Recommendation: Basic I/O class types
Version: 1.0
This text contains a recommendation about how to use certain class
types to make libraries for the language Objective Caml more
interoperable. The recommendation is the result of a discussion
between Nicolas Cannasse (extlib), Gerd Stolpmann (ocamlnet), and
Yamagata Yoriyuki (camomile). The mentioned libraries will be/are
changed such that they support the recommendation.
The nature of the class system allows us to use objects of a class X
as instances of another class Y when the type of X is a subtype of
Y. It is not required that X and Y have an inheritance relation.
Moreover, X and Y can even be defined in different, separately
compiled libraries that do not know of each other. The latter
observation is the basis for this recommendation, as it becomes
possible to define interoperable class types by
convention. Especially, it is not necessary to have one formal
definition in the Objective Caml system to which the using libraries
refer. The formal definition is absent, and informally replaced by
this convention.
From an abstract point of view, we are going to establish a minimum
class type T that contains the I/O methods the authors regard as
relevant for this recommendation. A library will usually have
additional methods in a class type TL. Formally, this is
reflected by the requirement that TL is a subtype of T. The
language allows it then to coerce instances of TL to T.
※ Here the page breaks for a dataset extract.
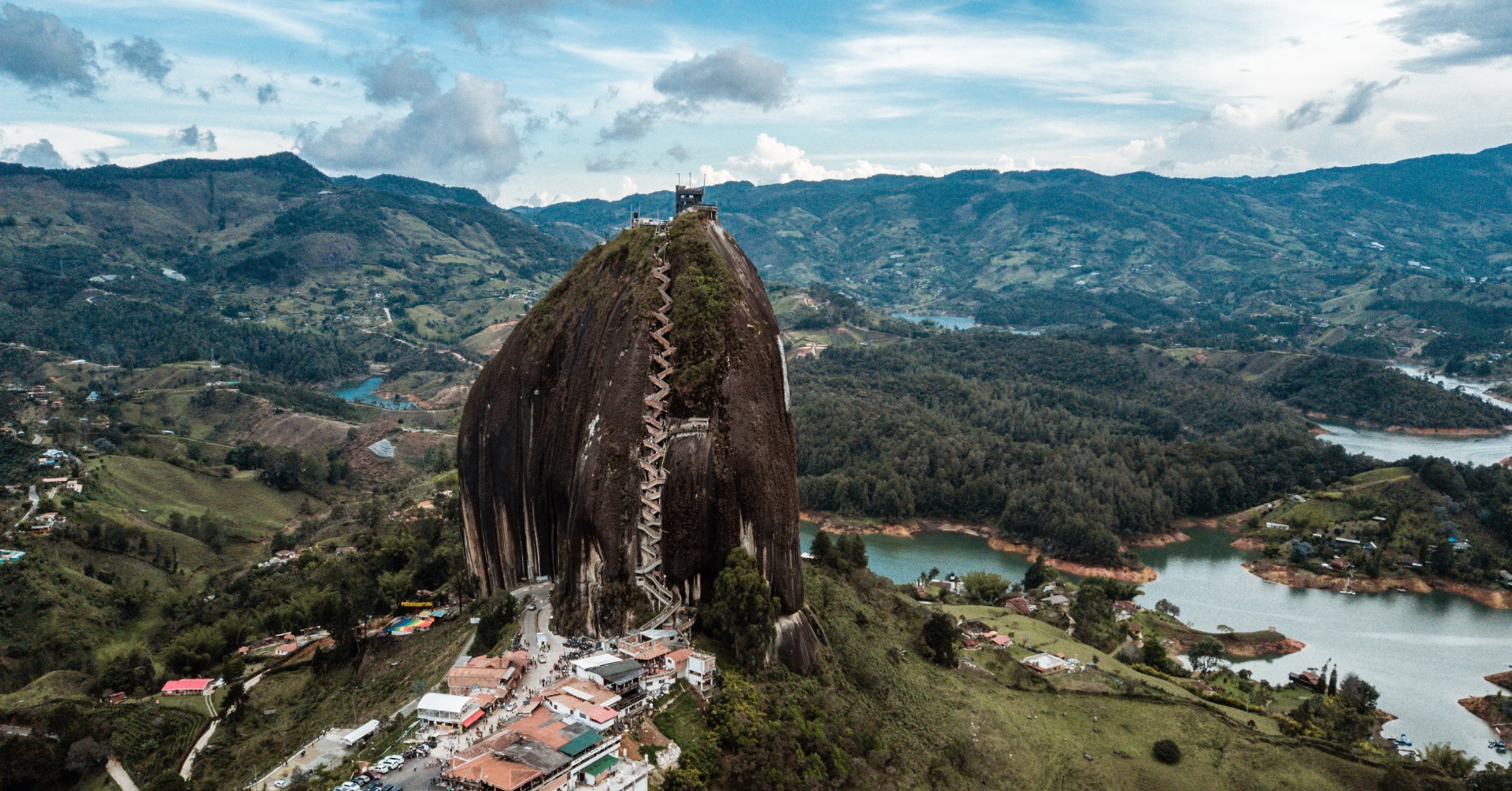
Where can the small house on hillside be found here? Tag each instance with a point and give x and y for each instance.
(1045, 664)
(188, 687)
Assumed we have two libraries L and L' defining I/O class types
TL, and TL', respectively, it is now possible to
use instances x of type TL in the context of L' by
For example, this allows us to XXX (fill in: use an ocamlnet channel
in the context of camomile - when the libraries are changed).
I/O of octets
Octet streams are the first kind of I/O classes defined by this
recommendation. They play a special role as all I/O must finally be
transformed into operations of octets, because the current operating
systems require this.
Formal type definition. The following class types are
recommended. The names of the class types are not normative, but the
names of the methods and their types are.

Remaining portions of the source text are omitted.